Concept

Walther Nernst

Summary
Walther Hermann Nernst (ˈvaltɐ ˈnɛʁnst; 25 June 1864 – 18 November 1941) was a German chemist known for his work in thermodynamics, physical chemistry, electrochemistry, and solid state physics. His formulation of the Nernst heat theorem helped pave the way for the third law of thermodynamics, for which he won the 1920 Nobel Prize in Chemistry. He is also known for developing the Nernst equation in 1887. Nernst was born in Briesen in West Prussia (now Wąbrzeźno, Poland) to Gustav Nernst (1827–1888) and Ottilie Nerger (1833–1876). His father was a country judge. Nernst had three older sisters and one younger brother. His third sister died of cholera. Nernst went to elementary school at Graudenz (now Grudziądz). He studied physics and mathematics at the universities of Zürich, Berlin, Graz and Würzburg, where he received his doctorate 1887. In 1889, he finished his habilitation at University of Leipzig.
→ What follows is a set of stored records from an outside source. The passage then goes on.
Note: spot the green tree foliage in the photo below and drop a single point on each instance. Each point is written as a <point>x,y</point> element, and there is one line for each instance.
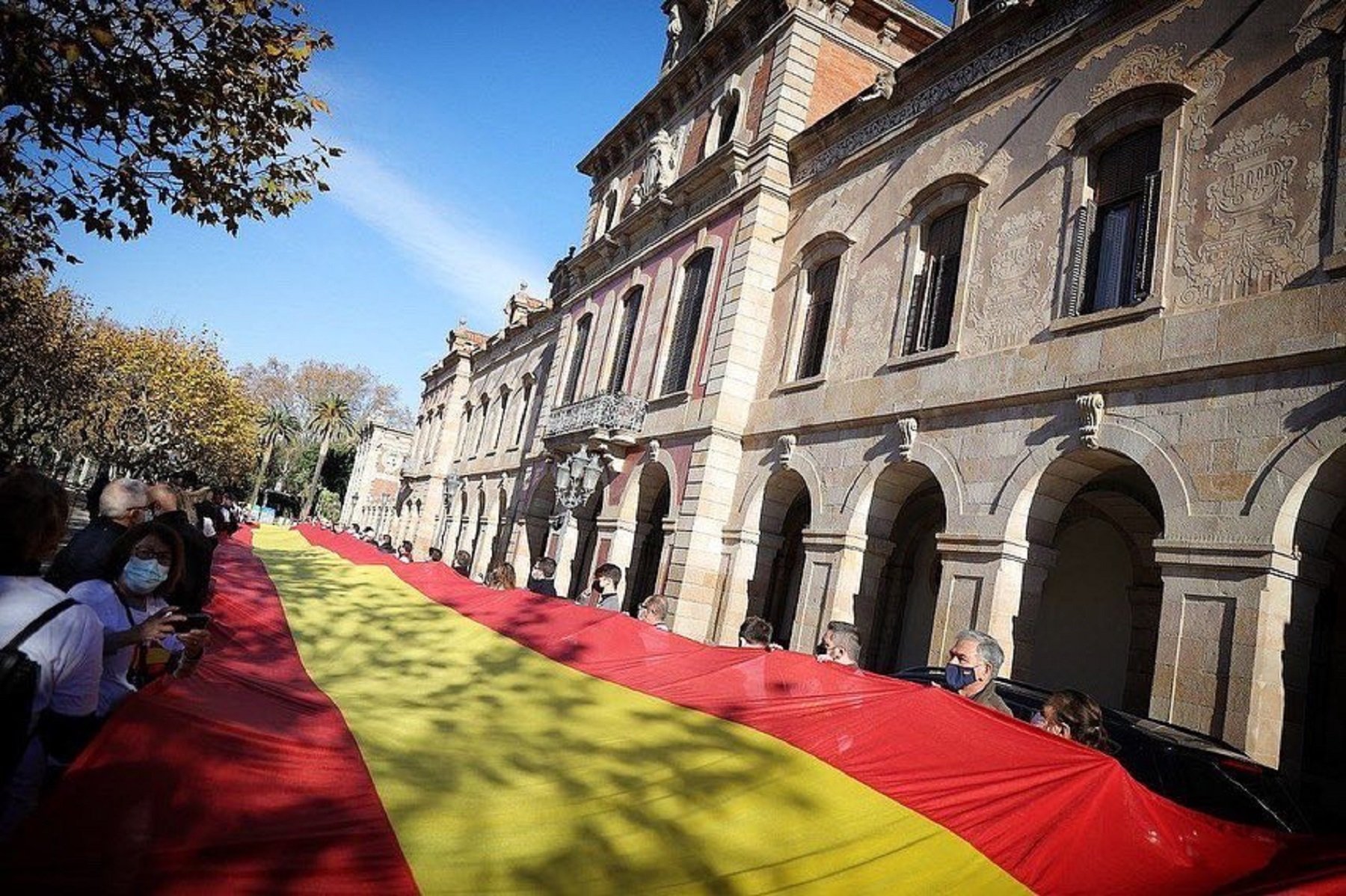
<point>46,375</point>
<point>276,426</point>
<point>331,419</point>
<point>109,108</point>
<point>168,401</point>
<point>303,387</point>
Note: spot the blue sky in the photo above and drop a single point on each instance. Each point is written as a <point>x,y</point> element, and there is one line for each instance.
<point>462,124</point>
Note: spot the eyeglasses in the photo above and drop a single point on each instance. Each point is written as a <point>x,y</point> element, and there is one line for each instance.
<point>141,552</point>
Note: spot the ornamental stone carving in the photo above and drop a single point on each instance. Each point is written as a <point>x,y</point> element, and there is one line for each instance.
<point>908,428</point>
<point>1090,407</point>
<point>660,168</point>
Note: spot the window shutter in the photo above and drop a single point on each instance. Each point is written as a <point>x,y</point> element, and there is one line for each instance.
<point>1078,259</point>
<point>909,340</point>
<point>630,313</point>
<point>1146,236</point>
<point>686,325</point>
<point>572,381</point>
<point>941,301</point>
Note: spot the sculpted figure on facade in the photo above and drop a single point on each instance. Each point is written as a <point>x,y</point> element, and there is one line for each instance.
<point>1090,417</point>
<point>674,33</point>
<point>660,168</point>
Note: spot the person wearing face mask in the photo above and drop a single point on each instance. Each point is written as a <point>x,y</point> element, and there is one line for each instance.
<point>64,639</point>
<point>606,579</point>
<point>540,579</point>
<point>1075,716</point>
<point>974,662</point>
<point>121,503</point>
<point>138,623</point>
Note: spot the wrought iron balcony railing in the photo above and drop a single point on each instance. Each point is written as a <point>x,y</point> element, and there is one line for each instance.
<point>614,414</point>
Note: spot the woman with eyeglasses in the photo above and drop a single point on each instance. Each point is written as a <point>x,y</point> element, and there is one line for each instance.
<point>1075,716</point>
<point>141,638</point>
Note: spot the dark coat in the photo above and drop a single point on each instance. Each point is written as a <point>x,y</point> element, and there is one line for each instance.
<point>193,592</point>
<point>87,555</point>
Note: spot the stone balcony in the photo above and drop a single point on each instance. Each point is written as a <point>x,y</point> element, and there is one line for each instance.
<point>612,419</point>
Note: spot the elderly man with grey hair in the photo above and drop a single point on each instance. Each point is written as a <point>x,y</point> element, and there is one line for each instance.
<point>121,505</point>
<point>975,661</point>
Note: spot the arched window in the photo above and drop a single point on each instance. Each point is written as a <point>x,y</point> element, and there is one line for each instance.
<point>1119,225</point>
<point>728,119</point>
<point>817,316</point>
<point>500,417</point>
<point>696,279</point>
<point>625,338</point>
<point>930,310</point>
<point>580,346</point>
<point>481,424</point>
<point>462,431</point>
<point>523,409</point>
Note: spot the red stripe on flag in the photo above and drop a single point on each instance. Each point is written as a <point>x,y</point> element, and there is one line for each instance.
<point>242,778</point>
<point>1057,815</point>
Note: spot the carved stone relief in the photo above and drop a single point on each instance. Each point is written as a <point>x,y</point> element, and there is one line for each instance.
<point>1012,294</point>
<point>1251,241</point>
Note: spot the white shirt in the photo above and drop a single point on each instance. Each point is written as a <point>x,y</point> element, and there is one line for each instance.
<point>69,650</point>
<point>100,596</point>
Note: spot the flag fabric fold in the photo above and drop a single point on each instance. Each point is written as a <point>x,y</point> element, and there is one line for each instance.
<point>370,725</point>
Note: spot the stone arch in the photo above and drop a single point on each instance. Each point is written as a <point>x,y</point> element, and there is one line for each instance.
<point>1088,611</point>
<point>653,515</point>
<point>1306,618</point>
<point>787,509</point>
<point>905,512</point>
<point>1115,438</point>
<point>750,508</point>
<point>855,509</point>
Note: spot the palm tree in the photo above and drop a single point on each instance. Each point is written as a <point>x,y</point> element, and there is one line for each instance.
<point>275,427</point>
<point>331,419</point>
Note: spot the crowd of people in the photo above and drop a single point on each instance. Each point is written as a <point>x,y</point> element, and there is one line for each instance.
<point>974,661</point>
<point>120,604</point>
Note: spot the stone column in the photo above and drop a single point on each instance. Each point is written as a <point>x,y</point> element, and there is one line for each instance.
<point>831,565</point>
<point>565,553</point>
<point>737,569</point>
<point>1233,628</point>
<point>989,584</point>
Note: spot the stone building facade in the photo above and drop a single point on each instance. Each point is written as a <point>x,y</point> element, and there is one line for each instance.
<point>376,478</point>
<point>1036,326</point>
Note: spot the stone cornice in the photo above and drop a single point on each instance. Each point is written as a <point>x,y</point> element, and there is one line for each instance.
<point>935,80</point>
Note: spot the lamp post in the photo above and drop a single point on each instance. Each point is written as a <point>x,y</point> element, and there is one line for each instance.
<point>577,479</point>
<point>452,483</point>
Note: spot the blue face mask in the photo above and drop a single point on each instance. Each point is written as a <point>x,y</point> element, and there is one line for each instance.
<point>959,677</point>
<point>143,576</point>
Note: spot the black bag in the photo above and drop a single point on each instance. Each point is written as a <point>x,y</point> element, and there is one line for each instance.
<point>19,677</point>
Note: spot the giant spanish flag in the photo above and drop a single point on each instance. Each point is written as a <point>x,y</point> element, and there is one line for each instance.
<point>363,725</point>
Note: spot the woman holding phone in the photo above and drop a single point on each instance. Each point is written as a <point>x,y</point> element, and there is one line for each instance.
<point>143,635</point>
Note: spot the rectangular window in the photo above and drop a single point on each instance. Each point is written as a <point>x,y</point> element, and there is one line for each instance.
<point>930,313</point>
<point>695,283</point>
<point>817,318</point>
<point>572,380</point>
<point>1122,225</point>
<point>630,313</point>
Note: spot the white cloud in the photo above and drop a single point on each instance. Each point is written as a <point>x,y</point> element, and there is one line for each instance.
<point>470,263</point>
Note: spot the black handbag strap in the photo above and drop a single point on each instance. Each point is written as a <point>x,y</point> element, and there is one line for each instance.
<point>47,615</point>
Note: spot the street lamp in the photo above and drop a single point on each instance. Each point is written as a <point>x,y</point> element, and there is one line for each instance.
<point>577,479</point>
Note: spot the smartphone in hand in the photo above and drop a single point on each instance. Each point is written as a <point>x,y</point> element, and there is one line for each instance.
<point>191,622</point>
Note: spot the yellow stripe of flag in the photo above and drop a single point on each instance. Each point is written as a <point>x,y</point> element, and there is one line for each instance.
<point>506,771</point>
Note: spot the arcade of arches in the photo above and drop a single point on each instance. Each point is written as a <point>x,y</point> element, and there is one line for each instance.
<point>1087,589</point>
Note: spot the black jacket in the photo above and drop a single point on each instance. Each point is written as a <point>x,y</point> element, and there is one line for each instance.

It was said that Nernst was mechanically minded in that he was always thinking of ways to apply new discoveries to industry. His hobbies included hunting and fishing. His friend Albert Einstein was amused by "his childlike vanity and self-complacency" "His own study and laboratory always presented aspects of extreme chaos which his coworkers termed appropriately 'the state of maximum entropy'". Nernst married Emma Lohmeyer in 1892 with whom he had two sons and three daughters. Both of Nernst's sons died fighting in World War I. With his colleagues at the University of Leipzig, Jacobus Henricus van’t Hoff and Svante Arrhenius, was establishing the foundations of a new theoretical and experimental field of inquiry within chemistry and suggested setting fire to unused coal seams to increase the global temperature. He was a vocal critic of Adolf Hitler and Nazism, and two of his three daughters married Jewish men. After Hitler came to power they emigrated, one to England and the other to Brazil. Nernst started university at Zurich in 1883, then after an interlude in Berlin, he returned to Zurich.